The issue first surfaced in the order Sebi passed against Suzlon Energy Ltd for delayed disclosures in 2021. Apart from other sections, Sebi also included Section 23(E) of the SCRA and imposed a penalty of 1 crore for violation of the provision.

During the appeal, SAT observed the interpretation being taken by Sebi about listing conditions was patently erroneous. While SAT upheld that Suzlon violated the rules, it dismissed the 1 crore fine imposed due to Section 23(E). In 2022, Sebi appealed the case in the Supreme Court, and the verdict is still pending.

In the meanwhile, Sebi used Section 23(E) in at least half a dozen other cases involving listing-agreement violations including in cases of Man Industries (India) Ltd, IFGL Refractories Ltd, and Winsome Yarns Ltd. SAT was also irked that Sebi was continuing to use Section 23(E) despite its ruling in the Suzlon matter, which was supposed to act as a precedent. However, Sebi defended its position saying the Supreme Court has not yet upheld the SAT order.

“Non-compliance of orders of the Tribunal has resulted in undue harassment to the litigant...(it) is a clear case of disrespect to the orders of this Tribunal in utter defiance. The principle of judicial discipline requires that the order of the Tribunal should be followed unreservedly by the AO (adjudicating officer)," SAT said in the IFGL Refractories case judgement dated 6 January. “We also find that the respondents (Sebi) are repeatedly issuing such directions in other matters, knowing fully well that the decision in Suzlon’s case has not been set aside, but they continued to impose penalties."

Legal experts said listing conditions typically mean the conditions imposed on the company while it signs up for listing its shares. It may include conditions such as minimum public shareholding norms. On the other hand, the listing agreement is signed by the company after it lists. The listing agreement specifies the disclosure requirements, and any breach of these requirements is construed as a listing-agreement violation.
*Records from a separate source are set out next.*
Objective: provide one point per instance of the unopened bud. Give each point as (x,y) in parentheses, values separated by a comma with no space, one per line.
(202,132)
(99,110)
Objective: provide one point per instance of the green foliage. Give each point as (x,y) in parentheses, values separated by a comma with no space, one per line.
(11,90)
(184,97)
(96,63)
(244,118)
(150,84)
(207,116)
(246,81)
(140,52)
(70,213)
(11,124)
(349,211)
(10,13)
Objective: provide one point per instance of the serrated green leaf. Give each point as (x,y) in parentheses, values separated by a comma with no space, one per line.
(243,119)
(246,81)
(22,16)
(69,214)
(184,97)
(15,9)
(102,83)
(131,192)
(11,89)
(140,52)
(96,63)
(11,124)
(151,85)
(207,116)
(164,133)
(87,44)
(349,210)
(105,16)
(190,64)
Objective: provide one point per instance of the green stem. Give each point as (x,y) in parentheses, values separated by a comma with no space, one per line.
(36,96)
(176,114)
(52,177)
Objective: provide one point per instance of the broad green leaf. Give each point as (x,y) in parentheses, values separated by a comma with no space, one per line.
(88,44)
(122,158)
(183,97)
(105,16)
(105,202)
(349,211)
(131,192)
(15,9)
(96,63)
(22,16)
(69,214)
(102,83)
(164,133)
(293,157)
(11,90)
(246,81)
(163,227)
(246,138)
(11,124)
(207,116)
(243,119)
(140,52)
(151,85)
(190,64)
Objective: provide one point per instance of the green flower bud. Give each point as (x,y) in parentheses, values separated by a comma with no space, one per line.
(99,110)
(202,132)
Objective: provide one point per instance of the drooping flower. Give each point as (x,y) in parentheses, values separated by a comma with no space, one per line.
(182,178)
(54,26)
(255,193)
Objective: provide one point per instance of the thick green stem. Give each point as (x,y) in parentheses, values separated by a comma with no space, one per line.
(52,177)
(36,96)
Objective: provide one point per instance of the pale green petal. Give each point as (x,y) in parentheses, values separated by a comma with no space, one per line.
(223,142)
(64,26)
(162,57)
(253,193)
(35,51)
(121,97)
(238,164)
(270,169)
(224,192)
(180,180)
“Most of the cases involving listing-agreement violations involve disclosure lapses, and the specific section for such violations stipulates a maximum penalty of 1 crore, but 23(E) penalties can go up to 25 core. Hence, it can lead to situations where the penalty levied by Sebi is excessive," said a lawyer dealing with one of the cases. “Penalties must also be proportional to the scale and nature of violations."